Alors que Stefano Pace, le nouveau directeur de l’Opéra royal de Wallonie-Liège, prendra officiellement ses fonctions le 1er octobre, l’institution lève le rideau sur sa nouvelle saison – avec pass sanitaire européen et sans masque obligatoire dans le théâtre – avec une nouvelle production de La Forza del Destino robuste, en droite ligne de l’esthétique défendue par le regretté Stefano Mazzonis di Pralafera.
© Opéra Royal de Wallonie – Liège
Robuste ? Oui, car la distribution réunie remplit le contrat. Marcelo Alvarez vient à bout du rôle assassin de Don Alvaro, certes au prix de (trop) nombreuses respirations qui tronçonnent son phrasé, mais avec un engagement sans faille. Maria José Siri s’inscrit dans ses pas, toutes cordes vocales dehors, mais parvient à alléger la ligne et proposer des demi-teintes dans sa grande scène du deuxième acte. Simone Piazzola déploie une élégante ligne verdienne dans un portrait marmoréen du frère revanchard.
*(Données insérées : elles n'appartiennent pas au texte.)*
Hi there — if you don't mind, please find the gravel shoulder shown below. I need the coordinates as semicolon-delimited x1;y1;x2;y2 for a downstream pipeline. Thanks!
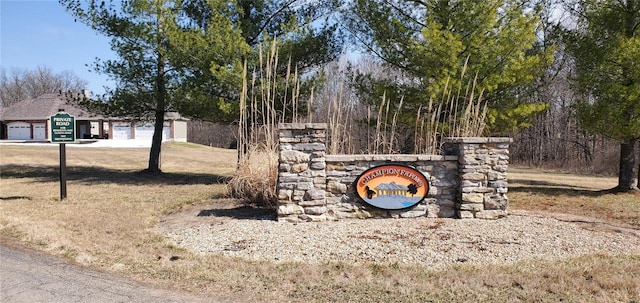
158;200;640;269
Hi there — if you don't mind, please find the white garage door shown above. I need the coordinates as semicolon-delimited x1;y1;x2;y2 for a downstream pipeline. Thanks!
7;122;31;140
113;124;131;140
33;123;47;140
136;124;171;141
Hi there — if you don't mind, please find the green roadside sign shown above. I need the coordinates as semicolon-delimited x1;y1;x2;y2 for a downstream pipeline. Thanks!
50;111;76;143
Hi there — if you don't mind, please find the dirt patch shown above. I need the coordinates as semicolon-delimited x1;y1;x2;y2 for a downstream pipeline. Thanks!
160;199;277;229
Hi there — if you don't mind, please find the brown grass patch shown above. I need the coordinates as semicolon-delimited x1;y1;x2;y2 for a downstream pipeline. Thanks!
0;143;640;302
509;168;640;227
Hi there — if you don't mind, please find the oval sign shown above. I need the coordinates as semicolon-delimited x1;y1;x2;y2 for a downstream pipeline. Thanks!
354;164;429;210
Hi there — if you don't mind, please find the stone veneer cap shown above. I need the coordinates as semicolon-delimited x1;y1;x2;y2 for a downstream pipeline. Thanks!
325;154;458;162
278;123;328;130
444;137;513;143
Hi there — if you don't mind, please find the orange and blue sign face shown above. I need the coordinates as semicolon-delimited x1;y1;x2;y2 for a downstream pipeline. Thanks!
354;164;429;210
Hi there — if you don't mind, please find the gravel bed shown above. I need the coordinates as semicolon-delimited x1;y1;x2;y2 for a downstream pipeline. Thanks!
159;214;640;269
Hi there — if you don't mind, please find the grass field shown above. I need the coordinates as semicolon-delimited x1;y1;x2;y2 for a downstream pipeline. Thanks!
0;143;640;302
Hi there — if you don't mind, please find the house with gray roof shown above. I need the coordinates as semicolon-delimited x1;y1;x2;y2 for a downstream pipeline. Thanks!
0;93;187;142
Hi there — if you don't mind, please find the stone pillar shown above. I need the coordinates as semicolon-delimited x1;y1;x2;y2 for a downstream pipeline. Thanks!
445;137;513;219
276;123;328;222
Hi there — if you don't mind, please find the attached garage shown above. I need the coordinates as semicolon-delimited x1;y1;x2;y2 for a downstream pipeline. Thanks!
113;123;131;140
135;124;171;141
7;122;31;140
33;123;47;140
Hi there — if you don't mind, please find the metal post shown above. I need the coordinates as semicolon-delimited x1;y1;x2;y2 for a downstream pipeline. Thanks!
60;143;67;201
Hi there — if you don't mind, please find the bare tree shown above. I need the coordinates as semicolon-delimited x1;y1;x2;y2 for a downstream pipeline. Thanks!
0;66;88;107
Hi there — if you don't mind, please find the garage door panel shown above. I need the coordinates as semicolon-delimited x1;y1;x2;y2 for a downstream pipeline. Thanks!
7;122;31;140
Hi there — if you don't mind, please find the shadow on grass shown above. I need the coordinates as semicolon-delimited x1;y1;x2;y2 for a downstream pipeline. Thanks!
509;179;613;197
0;165;230;185
198;205;277;221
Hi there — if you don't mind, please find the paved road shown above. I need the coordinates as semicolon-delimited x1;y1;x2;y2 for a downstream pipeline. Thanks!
0;245;229;303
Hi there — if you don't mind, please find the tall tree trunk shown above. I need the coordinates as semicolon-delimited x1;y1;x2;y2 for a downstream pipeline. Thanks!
147;2;167;174
614;139;638;192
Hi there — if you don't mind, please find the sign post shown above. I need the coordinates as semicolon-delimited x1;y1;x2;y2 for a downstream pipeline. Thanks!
50;109;76;200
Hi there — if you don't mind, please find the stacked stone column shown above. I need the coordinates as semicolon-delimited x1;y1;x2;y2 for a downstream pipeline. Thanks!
276;123;512;222
276;123;327;222
445;138;512;219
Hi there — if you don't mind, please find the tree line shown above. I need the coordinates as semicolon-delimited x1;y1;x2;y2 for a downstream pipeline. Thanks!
1;0;640;191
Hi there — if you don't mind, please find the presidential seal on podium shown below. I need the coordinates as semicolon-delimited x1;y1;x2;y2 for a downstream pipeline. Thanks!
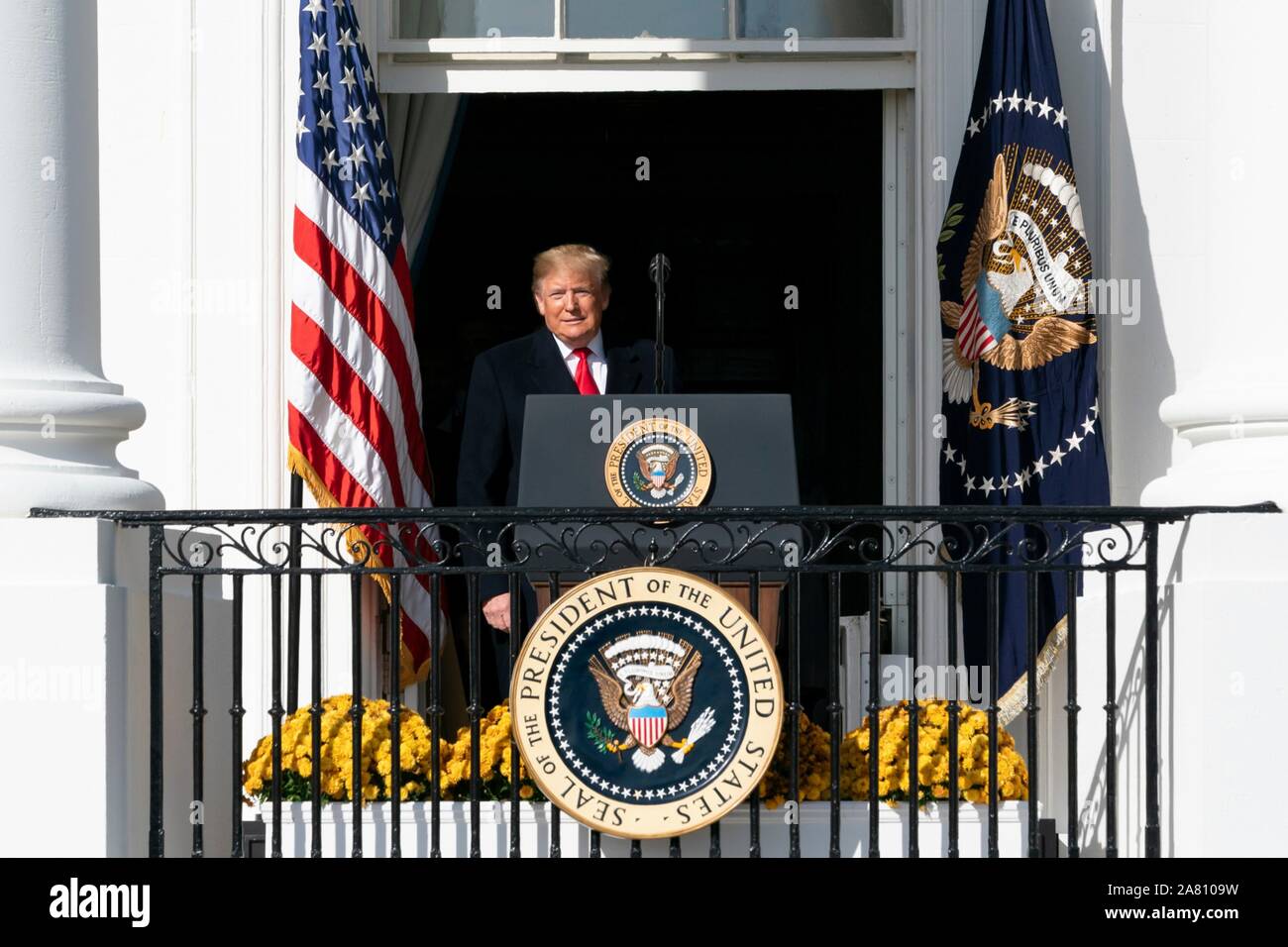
604;416;711;507
510;567;785;839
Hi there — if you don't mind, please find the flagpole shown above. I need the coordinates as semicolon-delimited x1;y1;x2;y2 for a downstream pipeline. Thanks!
286;473;302;714
648;254;671;394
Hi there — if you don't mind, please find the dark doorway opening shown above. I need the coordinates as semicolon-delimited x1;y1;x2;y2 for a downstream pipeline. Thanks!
416;91;883;505
415;90;884;719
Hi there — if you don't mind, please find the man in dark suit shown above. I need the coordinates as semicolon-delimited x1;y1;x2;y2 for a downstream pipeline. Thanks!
456;244;678;695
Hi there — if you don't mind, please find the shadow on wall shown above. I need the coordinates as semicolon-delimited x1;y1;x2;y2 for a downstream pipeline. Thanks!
1047;0;1176;504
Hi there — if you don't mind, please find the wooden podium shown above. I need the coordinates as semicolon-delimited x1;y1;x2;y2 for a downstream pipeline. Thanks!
514;394;802;644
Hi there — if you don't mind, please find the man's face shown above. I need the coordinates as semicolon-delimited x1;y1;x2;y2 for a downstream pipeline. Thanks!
533;264;609;348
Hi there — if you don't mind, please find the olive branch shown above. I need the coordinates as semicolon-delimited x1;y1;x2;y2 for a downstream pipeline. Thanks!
587;711;617;753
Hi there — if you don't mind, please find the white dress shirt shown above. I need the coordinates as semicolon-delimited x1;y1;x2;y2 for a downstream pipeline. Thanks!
550;333;608;394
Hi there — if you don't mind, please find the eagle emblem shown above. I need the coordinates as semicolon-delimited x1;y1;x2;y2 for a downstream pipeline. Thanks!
635;443;684;500
940;146;1096;430
588;631;715;773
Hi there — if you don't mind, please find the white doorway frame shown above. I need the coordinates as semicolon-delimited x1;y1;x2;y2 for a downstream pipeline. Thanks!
342;0;987;664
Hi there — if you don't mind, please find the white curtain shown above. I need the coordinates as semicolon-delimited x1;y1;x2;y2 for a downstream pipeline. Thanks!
385;0;461;259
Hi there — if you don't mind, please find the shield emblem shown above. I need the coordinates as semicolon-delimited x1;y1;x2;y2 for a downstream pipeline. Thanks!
628;704;666;750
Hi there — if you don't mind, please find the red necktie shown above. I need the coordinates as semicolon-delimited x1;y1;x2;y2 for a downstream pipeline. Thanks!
572;348;599;394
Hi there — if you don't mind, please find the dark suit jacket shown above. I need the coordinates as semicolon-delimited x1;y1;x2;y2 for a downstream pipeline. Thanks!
456;326;679;601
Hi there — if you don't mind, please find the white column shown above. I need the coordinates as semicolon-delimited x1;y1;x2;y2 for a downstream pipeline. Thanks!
0;0;163;515
1143;0;1288;507
1076;0;1288;857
Aucune des chausse-trappes du rôle ne lui résiste. Michele Pertusi s’avère le plus convaincant de tous : ligne, couleurs et puissance, son padre Guardiano incarne aussi bien la rigueur que l’humanité. Dommage que pour bien chantant qu’il soit, il manque toute la vis comica à Enrico Marabelli. Son Fra Melitone tombe à plat. Nino Surguladze est à la peine dans la première partie où ses aigus sont tous trop bas. Le « rataplan », entonné sur un rythme échevelé, la voit bien plus à son affaire. Tous les seconds rôles sont distribués avec justesse et complètent cette distribution satisfaisante.
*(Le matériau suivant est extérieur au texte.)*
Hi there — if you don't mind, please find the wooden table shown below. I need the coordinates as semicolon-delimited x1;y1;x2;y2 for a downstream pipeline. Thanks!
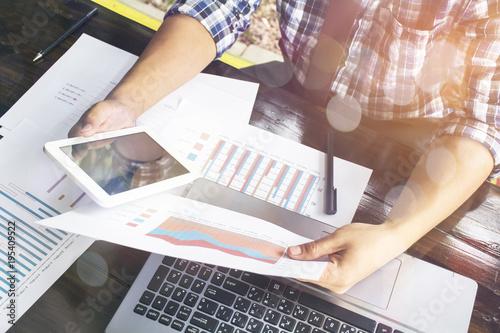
0;0;500;332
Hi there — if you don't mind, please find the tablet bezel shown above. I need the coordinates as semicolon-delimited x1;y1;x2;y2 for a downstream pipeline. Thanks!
43;126;199;207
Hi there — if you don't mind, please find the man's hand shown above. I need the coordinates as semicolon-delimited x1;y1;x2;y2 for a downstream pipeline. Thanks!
288;135;494;293
68;100;135;137
288;223;406;294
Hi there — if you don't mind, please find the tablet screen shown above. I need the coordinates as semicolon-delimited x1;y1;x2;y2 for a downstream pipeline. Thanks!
61;132;189;195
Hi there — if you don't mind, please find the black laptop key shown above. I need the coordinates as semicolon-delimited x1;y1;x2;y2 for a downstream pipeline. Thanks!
299;292;377;332
376;323;392;333
198;298;219;316
146;309;160;320
179;274;194;288
323;318;340;333
163;301;180;316
248;287;264;303
215;305;233;321
186;262;201;276
205;286;236;306
198;267;212;281
167;270;182;283
267;280;285;295
312;328;326;333
339;324;358;333
263;324;279;333
185;325;201;333
174;258;189;271
248;303;266;319
191;280;206;294
264;309;281;325
177;305;191;321
234;297;251;312
210;272;224;286
148;265;169;291
307;311;325;327
278;298;293;314
160;282;175;297
217;323;234;333
171;319;184;332
229;269;243;279
241;272;271;289
247;318;264;333
172;287;187;302
151;296;167;311
134;304;148;316
139;290;155;305
222;277;250;296
158;315;172;326
184;293;199;306
161;256;175;266
293;304;309;320
279;316;297;332
262;293;280;309
190;311;219;332
294;322;312;333
283;286;300;302
231;312;248;328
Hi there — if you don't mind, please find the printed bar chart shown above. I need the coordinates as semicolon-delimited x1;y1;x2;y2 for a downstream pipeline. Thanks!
147;216;286;264
188;133;320;214
0;183;72;300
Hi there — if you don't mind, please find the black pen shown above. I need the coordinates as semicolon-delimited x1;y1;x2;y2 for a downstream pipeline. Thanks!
325;131;337;215
33;8;97;62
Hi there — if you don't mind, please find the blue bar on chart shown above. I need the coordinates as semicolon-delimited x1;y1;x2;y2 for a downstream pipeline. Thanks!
0;183;68;300
189;134;319;214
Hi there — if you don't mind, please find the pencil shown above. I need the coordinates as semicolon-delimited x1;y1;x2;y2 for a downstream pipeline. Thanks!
33;8;97;62
325;131;337;215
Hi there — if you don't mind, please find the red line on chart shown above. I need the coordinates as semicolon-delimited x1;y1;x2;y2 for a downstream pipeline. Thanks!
252;160;276;196
201;140;224;171
293;175;316;213
219;145;236;173
227;149;250;187
280;170;301;206
266;165;288;201
240;155;264;192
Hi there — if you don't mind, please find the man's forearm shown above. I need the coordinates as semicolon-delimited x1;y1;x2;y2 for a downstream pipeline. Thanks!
386;136;493;251
106;14;216;118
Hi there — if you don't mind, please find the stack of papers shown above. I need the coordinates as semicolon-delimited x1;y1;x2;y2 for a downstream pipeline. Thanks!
0;35;371;329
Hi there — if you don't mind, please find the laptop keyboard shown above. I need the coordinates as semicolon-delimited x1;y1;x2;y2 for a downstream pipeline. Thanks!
134;256;400;333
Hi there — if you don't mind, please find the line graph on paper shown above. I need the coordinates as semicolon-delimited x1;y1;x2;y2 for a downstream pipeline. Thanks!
147;216;286;264
187;133;322;215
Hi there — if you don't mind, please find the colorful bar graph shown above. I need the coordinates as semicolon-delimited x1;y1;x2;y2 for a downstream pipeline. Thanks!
188;133;319;214
0;182;72;300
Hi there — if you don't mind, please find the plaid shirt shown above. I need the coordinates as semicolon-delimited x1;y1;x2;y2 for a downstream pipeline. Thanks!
167;0;500;179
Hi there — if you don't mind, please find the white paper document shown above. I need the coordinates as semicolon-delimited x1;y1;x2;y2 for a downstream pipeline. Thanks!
162;101;372;228
0;121;93;332
40;193;326;280
0;34;258;139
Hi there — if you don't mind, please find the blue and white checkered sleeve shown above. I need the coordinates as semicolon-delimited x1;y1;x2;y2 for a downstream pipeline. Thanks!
166;0;261;58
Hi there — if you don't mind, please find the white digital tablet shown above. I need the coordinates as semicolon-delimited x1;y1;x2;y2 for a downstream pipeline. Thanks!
44;127;199;207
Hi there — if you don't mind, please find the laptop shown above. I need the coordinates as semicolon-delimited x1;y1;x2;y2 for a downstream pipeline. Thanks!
106;179;477;333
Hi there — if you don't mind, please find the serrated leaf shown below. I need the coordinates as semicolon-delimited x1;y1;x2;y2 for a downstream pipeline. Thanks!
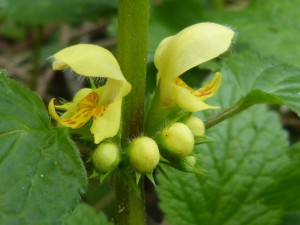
0;72;87;225
202;0;300;68
221;53;300;115
158;73;294;225
263;143;300;211
64;203;113;225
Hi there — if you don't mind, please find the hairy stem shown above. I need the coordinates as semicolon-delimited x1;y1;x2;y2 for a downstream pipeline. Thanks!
114;0;149;225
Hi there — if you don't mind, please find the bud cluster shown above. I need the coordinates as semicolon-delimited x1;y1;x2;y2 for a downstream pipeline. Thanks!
92;116;205;183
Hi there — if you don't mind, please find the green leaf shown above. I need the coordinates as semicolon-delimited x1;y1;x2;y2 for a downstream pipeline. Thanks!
158;73;300;225
64;203;113;225
221;53;300;115
0;72;87;225
263;143;300;211
202;0;300;68
5;0;117;25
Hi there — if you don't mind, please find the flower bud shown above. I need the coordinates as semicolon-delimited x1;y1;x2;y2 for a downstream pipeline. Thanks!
73;88;93;103
93;142;120;173
128;137;160;173
160;123;195;157
184;116;205;137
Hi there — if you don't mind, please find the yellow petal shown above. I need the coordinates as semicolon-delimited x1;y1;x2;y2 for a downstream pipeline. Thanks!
48;98;60;121
48;92;98;129
91;99;122;144
154;23;234;106
52;44;126;82
194;72;222;100
173;85;219;112
154;23;234;80
99;79;131;105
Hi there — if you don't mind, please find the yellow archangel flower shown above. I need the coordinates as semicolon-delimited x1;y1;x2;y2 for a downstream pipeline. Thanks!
154;23;234;112
48;44;131;144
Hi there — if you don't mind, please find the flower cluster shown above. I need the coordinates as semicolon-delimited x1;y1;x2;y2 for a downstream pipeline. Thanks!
49;23;234;183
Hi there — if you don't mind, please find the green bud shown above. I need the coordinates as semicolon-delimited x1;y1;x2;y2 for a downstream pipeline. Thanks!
128;137;160;173
159;123;195;157
73;88;93;103
184;116;205;137
93;142;120;173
Robuste aussi, car cette nouvelle production de Gianni Santucci fait étalage des qualités et défauts des productions classiques, fer de lance de la maison : les décors, réalistes, fourmillent de détails (la façade du couvent !) et installent d’emblée le spectateur dans les didascalies du livret. Las, cet écrin reste bien vide. On cherche en vain une direction d’acteur significative : les solistes viennent à l’avance-scène et chantent face public.
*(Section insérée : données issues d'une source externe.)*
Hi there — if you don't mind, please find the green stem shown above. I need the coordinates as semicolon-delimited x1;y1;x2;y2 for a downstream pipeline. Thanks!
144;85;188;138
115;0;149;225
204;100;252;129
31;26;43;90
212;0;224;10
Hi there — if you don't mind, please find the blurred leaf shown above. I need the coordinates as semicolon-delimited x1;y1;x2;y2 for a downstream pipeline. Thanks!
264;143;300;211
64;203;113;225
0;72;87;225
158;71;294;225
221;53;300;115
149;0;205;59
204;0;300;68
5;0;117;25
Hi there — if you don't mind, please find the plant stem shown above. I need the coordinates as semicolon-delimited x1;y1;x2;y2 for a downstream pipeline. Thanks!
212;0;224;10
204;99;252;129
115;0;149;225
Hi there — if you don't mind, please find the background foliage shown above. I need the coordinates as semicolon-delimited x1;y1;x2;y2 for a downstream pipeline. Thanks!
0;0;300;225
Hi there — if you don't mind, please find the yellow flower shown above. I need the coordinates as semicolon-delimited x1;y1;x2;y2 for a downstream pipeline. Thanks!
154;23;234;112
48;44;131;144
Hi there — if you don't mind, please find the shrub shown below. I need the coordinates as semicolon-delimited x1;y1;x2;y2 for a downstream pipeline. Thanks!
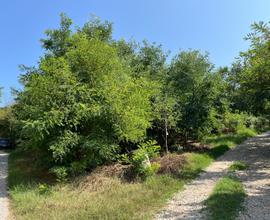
131;141;160;177
38;184;50;195
51;166;68;182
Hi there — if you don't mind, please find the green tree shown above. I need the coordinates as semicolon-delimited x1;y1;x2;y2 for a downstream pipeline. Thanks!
235;22;270;118
169;50;216;140
14;15;152;174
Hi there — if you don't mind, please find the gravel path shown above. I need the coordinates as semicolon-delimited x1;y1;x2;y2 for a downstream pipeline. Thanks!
238;132;270;220
156;132;270;220
0;151;9;220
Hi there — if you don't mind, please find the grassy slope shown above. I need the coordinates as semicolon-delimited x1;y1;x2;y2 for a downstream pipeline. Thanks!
9;130;255;220
205;176;245;220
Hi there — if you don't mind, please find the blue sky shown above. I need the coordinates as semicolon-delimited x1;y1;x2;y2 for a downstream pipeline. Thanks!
0;0;270;105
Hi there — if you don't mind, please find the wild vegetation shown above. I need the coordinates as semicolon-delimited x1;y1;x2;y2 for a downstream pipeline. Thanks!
0;14;270;219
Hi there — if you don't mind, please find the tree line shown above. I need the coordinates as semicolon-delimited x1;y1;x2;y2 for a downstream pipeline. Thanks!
0;14;270;179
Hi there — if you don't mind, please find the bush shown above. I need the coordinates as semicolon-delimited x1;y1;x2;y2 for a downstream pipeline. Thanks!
51;167;68;182
131;141;160;177
38;184;50;195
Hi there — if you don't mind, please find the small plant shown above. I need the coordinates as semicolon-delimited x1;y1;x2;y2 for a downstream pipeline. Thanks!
38;184;50;195
229;161;248;171
51;167;68;182
131;141;160;177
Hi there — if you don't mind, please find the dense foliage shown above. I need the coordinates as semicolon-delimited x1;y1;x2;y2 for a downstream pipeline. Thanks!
7;15;270;180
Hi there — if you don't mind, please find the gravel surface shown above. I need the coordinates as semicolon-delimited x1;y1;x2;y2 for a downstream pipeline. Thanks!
238;132;270;220
0;151;9;220
156;132;270;220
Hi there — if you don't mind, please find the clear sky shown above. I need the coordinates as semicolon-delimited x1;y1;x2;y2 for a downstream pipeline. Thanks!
0;0;270;105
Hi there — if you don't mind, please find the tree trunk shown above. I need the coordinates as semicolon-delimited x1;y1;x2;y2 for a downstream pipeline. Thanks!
165;119;169;154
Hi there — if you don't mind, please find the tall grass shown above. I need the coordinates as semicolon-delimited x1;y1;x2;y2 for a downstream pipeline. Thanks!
205;176;246;220
8;130;256;220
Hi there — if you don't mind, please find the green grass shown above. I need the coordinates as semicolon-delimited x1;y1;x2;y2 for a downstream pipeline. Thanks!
205;176;246;220
229;161;248;171
8;130;255;220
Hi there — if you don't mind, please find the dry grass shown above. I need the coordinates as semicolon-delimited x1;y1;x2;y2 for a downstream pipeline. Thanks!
9;131;256;220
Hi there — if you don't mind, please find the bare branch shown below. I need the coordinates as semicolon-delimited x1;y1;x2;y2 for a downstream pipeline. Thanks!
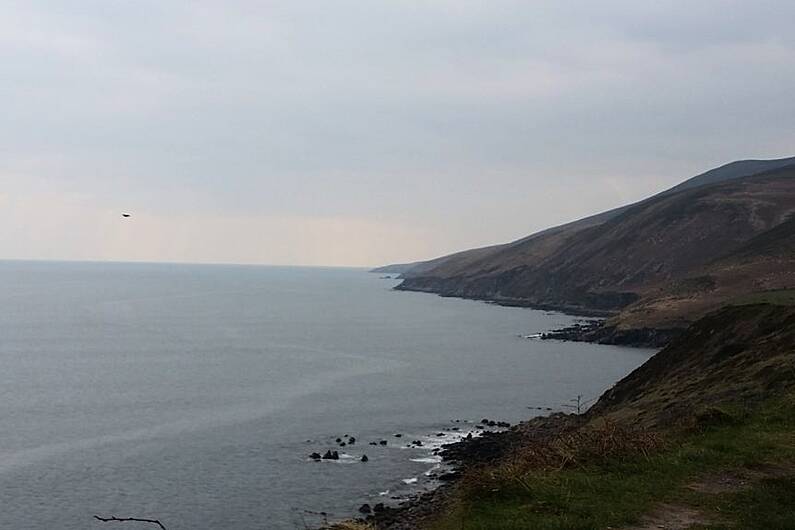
94;515;166;530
© Opéra Royal de Wallonie – Liège
Robuste enfin car l’Opéra Royal de Wallonie peut compter sur la qualité de ses forces maisons : des chœurs homogènes, puissants et musicaux qui égaient les nombreuses scènes de genre et de groupe voulues par Verdi pour respirer entre les coups du Destin et se payer l’Armée et l’Eglise au passage ; un orchestre rompu à ce répertoire, bien préparé et dirigé avec fougue, contraste et poésie par Renato Palumbo. C’est sur ces éléments que le nouveau directeur pourra capitaliser, surtout si, comme il le déclare à la presse belge, il souhaite ouvrir le répertoire et les conceptions scéniques.